Acemoglu and Johnson begin their Cook’s tour of the past millennium with the puzzle of how dominant narratives – like that which equates technological development with progress – get established. The key takeaway is unremarkable but critical: those who have power define the narrative. That’s how banks get to be thought of as “too big to fail”, or why questioning tech power is “luddite”. But their historical survey really gets under way with an absorbing account of the evolution of agricultural technologies from the neolithic age to the medieval and early modern eras. They find that successive developments “tended to enrich and empower small elites while generating few benefits for agricultural workers: peasants lacked political and social power, and the path of technology followed the vision of a narrow elite.” 

A similar moral is extracted from their reinterpretation of the Industrial Revolution. This focuses on the emergence of a newly emboldened middle class of entrepreneurs and businessmen whose vision rarely included any ideas of social inclusion and who were obsessed with the possibilities of steam-driven automation for increasing profits and reducing costs.

The shock of the second world war led to a brief interruption in the inexorable trend of continuous technological development combined with increasing social exclusion and inequality. And the postwar years saw the rise of social democratic regimes focused on Keynesian economics, welfare states and shared prosperity. But all of this changed in the 1970s with the neoliberal turn and the subsequent evolution of the democracies we have today, in which enfeebled governments pay obeisance to giant corporations – more powerful and profitable than anything since the East India Company. These create astonishing wealth for a tiny elite (not to mention lavish salaries and bonuses for their executives) while the real incomes of ordinary people have remained stagnant, precarity rules and inequality returning to pre-1914 levels.

Coincidentally, this book arrives at an opportune moment, when digital technology, currently surfing on a wave of irrational exuberance about ubiquitous AI, is booming, while the idea of shared prosperity has seemingly become a wistful pipe dream. So is there anything we might learn from the history so graphically recounted by Acemoglu and Johnson?

Answer: yes. And it’s to be found in the closing chapter, which comes up with a useful list of critical steps that democracies must take to ensure that the proceeds of the next technological wave are more generally shared among their populations.
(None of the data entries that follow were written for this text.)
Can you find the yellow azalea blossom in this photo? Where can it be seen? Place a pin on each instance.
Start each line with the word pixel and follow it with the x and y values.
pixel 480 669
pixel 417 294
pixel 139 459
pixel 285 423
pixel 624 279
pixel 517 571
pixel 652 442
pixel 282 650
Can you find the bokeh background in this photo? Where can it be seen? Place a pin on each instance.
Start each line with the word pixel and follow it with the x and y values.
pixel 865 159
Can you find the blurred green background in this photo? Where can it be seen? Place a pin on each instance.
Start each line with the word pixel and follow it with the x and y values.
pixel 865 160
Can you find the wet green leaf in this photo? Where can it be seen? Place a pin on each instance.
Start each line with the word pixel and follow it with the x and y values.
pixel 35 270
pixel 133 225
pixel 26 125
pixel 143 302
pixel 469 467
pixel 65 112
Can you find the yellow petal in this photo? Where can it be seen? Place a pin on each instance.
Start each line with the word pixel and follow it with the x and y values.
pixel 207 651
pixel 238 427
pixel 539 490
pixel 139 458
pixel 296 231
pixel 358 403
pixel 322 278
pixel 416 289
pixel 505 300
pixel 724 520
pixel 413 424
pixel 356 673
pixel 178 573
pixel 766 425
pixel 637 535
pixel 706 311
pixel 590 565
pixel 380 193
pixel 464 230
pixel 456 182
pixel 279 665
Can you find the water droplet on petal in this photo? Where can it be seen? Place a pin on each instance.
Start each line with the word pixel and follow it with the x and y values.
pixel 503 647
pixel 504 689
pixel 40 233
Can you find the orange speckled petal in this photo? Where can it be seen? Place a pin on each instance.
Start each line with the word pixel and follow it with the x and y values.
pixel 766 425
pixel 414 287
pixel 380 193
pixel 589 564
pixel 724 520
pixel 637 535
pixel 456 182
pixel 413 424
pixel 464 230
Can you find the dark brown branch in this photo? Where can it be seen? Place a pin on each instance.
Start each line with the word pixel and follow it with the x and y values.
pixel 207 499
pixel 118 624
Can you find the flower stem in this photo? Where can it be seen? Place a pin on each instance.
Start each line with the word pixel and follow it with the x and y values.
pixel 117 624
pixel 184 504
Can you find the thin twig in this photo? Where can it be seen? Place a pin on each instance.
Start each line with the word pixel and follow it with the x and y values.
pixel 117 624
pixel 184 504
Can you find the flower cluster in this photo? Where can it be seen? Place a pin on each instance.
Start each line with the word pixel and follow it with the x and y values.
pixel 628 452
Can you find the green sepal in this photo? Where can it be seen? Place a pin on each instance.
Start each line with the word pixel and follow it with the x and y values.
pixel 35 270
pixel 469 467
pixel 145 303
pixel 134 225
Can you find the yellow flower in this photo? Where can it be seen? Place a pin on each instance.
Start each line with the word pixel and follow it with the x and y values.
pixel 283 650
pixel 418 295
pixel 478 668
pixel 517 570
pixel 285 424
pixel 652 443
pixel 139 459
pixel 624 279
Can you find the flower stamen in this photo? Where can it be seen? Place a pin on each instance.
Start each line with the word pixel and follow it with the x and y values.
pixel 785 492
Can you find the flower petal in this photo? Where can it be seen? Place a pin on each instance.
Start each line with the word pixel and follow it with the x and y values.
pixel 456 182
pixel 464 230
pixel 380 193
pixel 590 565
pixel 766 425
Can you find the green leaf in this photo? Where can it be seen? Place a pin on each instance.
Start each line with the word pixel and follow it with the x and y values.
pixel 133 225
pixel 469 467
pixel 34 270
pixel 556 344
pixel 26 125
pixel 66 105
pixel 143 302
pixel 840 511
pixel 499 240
Interestingly, some of the ideas it explores have a venerable provenance, reaching back to the progressive movement that brought the robber barons of the early 20th century to heel.

There are three things that need to be done by a modern progressive movement. First, the technology-equals-progress narrative has to be challenged and exposed for what it is: a convenient myth propagated by a huge industry and its acolytes in government, the media and (occasionally) academia. The second is the need to cultivate and foster countervailing powers – which critically should include civil society organisations, activists and contemporary versions of trade unions. And finally, there is a need for progressive, technically informed policy proposals, and the fostering of thinktanks and other institutions that can supply a steady flow of ideas about how digital technology can be repurposed for human flourishing rather than exclusively for private profit.

None of this is rocket science. It can be done. And it needs to be done if liberal democracies are to survive the next wave of technological evolution and the catastrophic acceleration of inequality that it will bring. So – who knows? Maybe this time we might really learn something from history.